Gap: un chirurgien accusé d'avoir utilisé une méthode "non conforme" sur ses patients sans les en informer

Le chirurgien exerce au centre hospitalier intercommunal de Gap. - Google streetview
Le chirurgien exerce au centre hospitalier intercommunal de Gap. - Google streetview

L'un des chirurgiens orthopédiques de l'hôpital de Gap a-t-il joué à "l'apprenti sorcier", comme l'un de ses collègues l'affirme? C'est la question au coeur de l'enquête ouverte au début de l'année 2019 par le parquet de Gap pour "recherche biomédicale sans obtention de l’avis favorable du comité de protection des personnes et de l’autorisation de l’ANSM" et "recherche biomédicale sur une personne sans son consentement conforme", a appris BFMTV.

Cette enquête a été ouverte à la suite des dénonciations d'un autre chirurgien du centre hospitalier intercommunal des Alpes du Sud, précise encore le parquet de Gap. Selon le récit que ce praticien en fait dans le Parisien et sur RTL, il a dénoncé les agissements de son confrère au début de l'année 2018. Alors chef du service orthopédique de l'hôpital, il explique avoir découvert à cette époque que cet autre chirurgien avait mené "une étude entre 2015 et 2017" sur "87 patients".

"Risque vital"

Cette étude, toujours selon l'ancien chef de service, consistait à injecter du ciment dans les disques de la colonne vertébrale, sorte d'amortisseurs entre les vertèbres. Cette technique, appelée cimentoplastie, est encadrée en France lorsque ces injections se font dans les vertèbres, pas dans les disques. Alerté par cette méthode, qui présente selon lui des dangers, le médecin avait alors prévenu sa direction, l'Agence régionale de Santé, hiérarchie des praticiens hospitaliers, et le conseil de l'Ordre. Il avait également fait un signalement au procureur.

"Il peut y avoir des fuites de ciment et des complications au niveau des nerfs, des artères, détaille le Dr Raouf Hammami dans le Parisien. Avec un risque vital en cas d'hémorragie."

Ce signalement a été pris au sérieux par les autorités puisque l'ARS a demandé une expertise à deux professeurs de médecine de Nancy. Les deux experts ont conclu que le chirurgien orthopédique mis en cause avait utilisé "une technique non conforme aux données de la science au moment des faits". Ils déplorent également que le praticien n'ait pas informé ses patients de l'utilisation de cette méthode, comme le préconise la loi française. Désormais, c'est l'antenne marseillaise de l'Office central de lutte contre les atteintes à l'environnement et à la santé publique qui est en charge des investigations dans le cadre de l'enquête préliminaire.
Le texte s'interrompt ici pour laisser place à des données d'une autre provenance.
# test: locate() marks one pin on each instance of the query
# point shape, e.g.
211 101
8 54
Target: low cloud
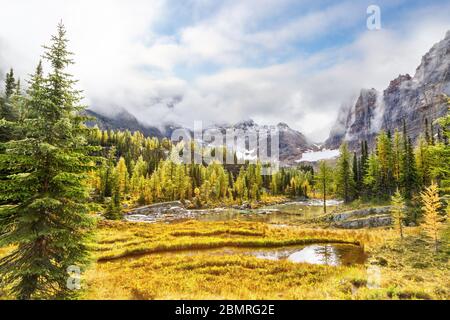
166 61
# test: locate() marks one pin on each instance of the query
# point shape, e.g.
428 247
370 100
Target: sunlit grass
140 261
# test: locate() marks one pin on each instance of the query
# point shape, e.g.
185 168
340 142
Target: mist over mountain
415 100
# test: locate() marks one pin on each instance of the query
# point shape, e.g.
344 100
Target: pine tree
432 223
49 226
323 181
408 171
10 84
372 177
397 212
384 155
344 175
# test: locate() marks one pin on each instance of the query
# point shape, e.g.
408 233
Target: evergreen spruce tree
355 170
344 175
10 84
323 181
432 223
384 155
398 211
408 171
49 226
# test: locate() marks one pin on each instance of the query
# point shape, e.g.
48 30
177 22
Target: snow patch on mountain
312 156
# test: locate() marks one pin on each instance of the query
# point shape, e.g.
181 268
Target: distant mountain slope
126 121
409 99
292 143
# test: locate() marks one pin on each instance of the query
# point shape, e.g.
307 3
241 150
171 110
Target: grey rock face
409 99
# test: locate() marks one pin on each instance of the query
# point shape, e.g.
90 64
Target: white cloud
228 57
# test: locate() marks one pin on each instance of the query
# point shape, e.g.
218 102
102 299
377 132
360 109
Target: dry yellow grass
146 264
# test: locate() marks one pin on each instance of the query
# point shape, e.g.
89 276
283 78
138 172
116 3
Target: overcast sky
273 61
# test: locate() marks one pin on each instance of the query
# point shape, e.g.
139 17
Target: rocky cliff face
409 99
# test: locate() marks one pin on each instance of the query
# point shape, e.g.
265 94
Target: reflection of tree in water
327 254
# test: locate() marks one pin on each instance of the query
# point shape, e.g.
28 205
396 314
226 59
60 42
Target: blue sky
290 61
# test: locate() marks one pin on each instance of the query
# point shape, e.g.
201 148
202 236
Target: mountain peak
406 99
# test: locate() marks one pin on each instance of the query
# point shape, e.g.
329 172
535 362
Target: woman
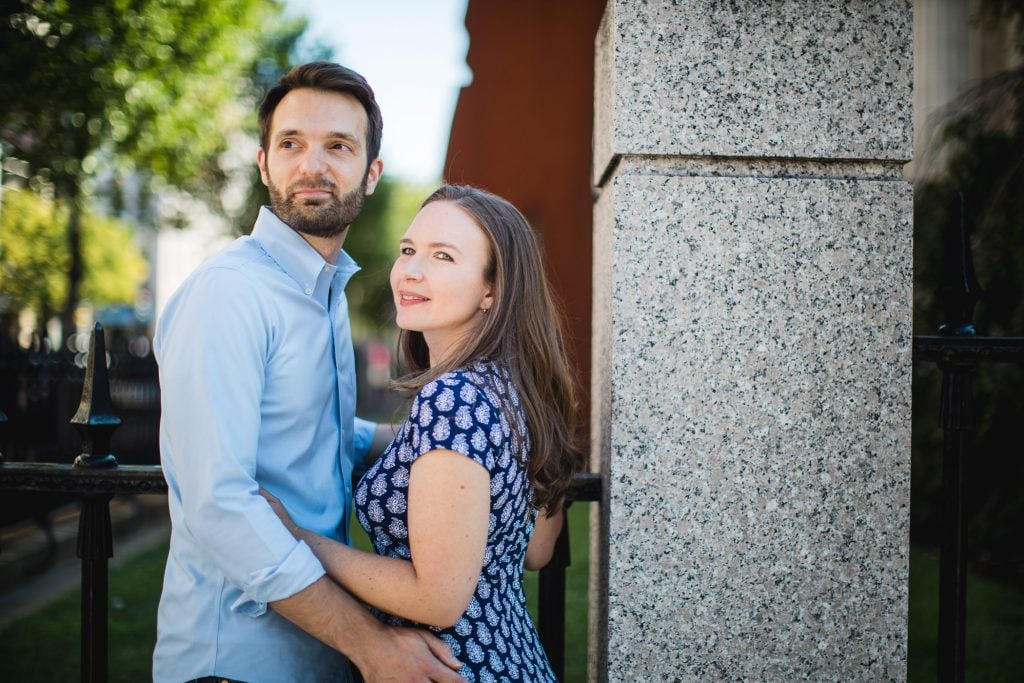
471 488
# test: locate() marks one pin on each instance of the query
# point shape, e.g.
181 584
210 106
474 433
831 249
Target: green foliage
152 88
157 84
34 256
980 153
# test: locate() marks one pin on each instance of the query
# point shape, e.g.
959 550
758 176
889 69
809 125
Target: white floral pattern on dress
473 411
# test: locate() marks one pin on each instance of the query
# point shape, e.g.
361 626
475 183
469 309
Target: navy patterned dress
472 411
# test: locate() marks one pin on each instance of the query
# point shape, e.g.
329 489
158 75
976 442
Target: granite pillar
752 340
Deux plaintes devant le conseil de l'Ordre

A l'heure actuelle, selon nos informations, aucun patient n'a porté plainte contre ce chirurgien. Ce dernier, par la voix de son avocat, rejette les accusations "d'apprenti sorcier".

"Mon client considère que la technique de la cimentoplastie discale n'était pas innovante, qu'elle a été utilisée par d'autres confrères, notamment à l'étranger, mais aussi présentée dans des congrès médicaux", fait savoir Me Alexis Chabert, son avocat, auprès de nos confrères.

Le chirurgien mis en cause par son collègue continue d'exercer. A l'inverse, le lanceur d'alerte a été suspendu, en raison de "menaces" exercées par lui, selon la direction de l'hôpital de Gap. Selon nos informations, une audience devant le conseil régional de Provence-Alpes-Côte-d'Azur de l'Ordre des médecins a eu lieu le 4 septembre dernier après que le signalement a été transféré par l'instance départementale. Chacun des chirurgiens a porté plainte contre l'autre. L'Ordre a jusqu'au 4 décembre pour trancher et décider ou non d'une suspension d'un ou des deux médecins dans le cadre de leur activité libérale.